„Niemand sollte Zweifel hegen, dass wir diese Regeln anwenden“

Pierre Moscovici verlangt von Italien rasche Sparschritte. Sonst, so macht der EU-Finanzkommissar klar, laufe ein Strafverfahren an. Lega-Chef Matteo Salvini hat eine ungewöhnliche Idee für neue Einnahmen.


Pierre Moscovici: Mahnung an Italien

STEPHANIE LECOCQ/EPA-EFE/REX

Pierre Moscovici: Mahnung an Italien

Mittwoch, 12.06.2019  
16:03 Uhr

Im Streit mit der EU-Kommission über die italienische Staatsverschuldung zeigt sich die Regierung in Rom bislang eher störrisch. Nun hat EU-Finanzkommissar Pierre Moscovici das Land aufgefordert, umgehend Maßnahmen zur Sanierung der Finanzen vorzuschlagen. “Der Ball liegt nun ganz klar im italienischen Feld”, sagte Moscovici in Brüssel. Die Kommission wolle für 2019 und 2020 einen überzeugenden Plan sehen.

Die EU-Kommission hatte in der vorigen Woche ein Strafverfahren wegen eines zu hohen Defizits gegen Italien empfohlen und dafür am Dienstag die Rückendeckung der EU-Staaten bekommen. Hintergrund ist der Anstieg der italienischen Staatsverschuldung auf 132 Prozent der Wirtschaftsleistung (2,3 Billionen Euro). Für nächstes Jahr werden sogar 135 Prozent befürchtet. Erlaubt sind in der Eurozone nur 60 Prozent.

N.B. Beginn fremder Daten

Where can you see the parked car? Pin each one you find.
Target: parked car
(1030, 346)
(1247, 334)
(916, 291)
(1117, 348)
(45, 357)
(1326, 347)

Moscovici kündigte weitere Gespräche mit der italienischen Regierung an, sagte aber auch, die Kommission werde die nötigen Verfahrensschritte vorantreiben. Die Regeln des Stabilitäts- und Wachstumspakts würden wie bisher flexibel ausgelegt. “Aber niemand sollte einen Zweifel hegen, dass wir diese Regeln anwenden, wenn die Kriterien nicht erfüllt werden”, sagte Moscovici.

Salvini will an Vermögen in Schließfächern ran

Ministerpräsident Giuseppe Conte will an diesem Mittwoch mit den Koalitionsparteien Lega und Fünf-Sterne-Bewegung über den Haushalt für 2020 beraten.

Bislang setzt die populistische Regierung auf Konfrontation mit Brüssel. Sie will das Kunststück vollbringen, ein EU-Strafverfahren zu vermeiden und dennoch kostspielige Wahlversprechen zu realisieren. Der stellvertretende Ministerpräsident Matteo Salvini deutete eine Idee an, wie die Regierung Haushaltslöcher stopfen könnte: mit einer Steuer auf in Schließfächern verwahrtes Bargeld und Wertgegenstände.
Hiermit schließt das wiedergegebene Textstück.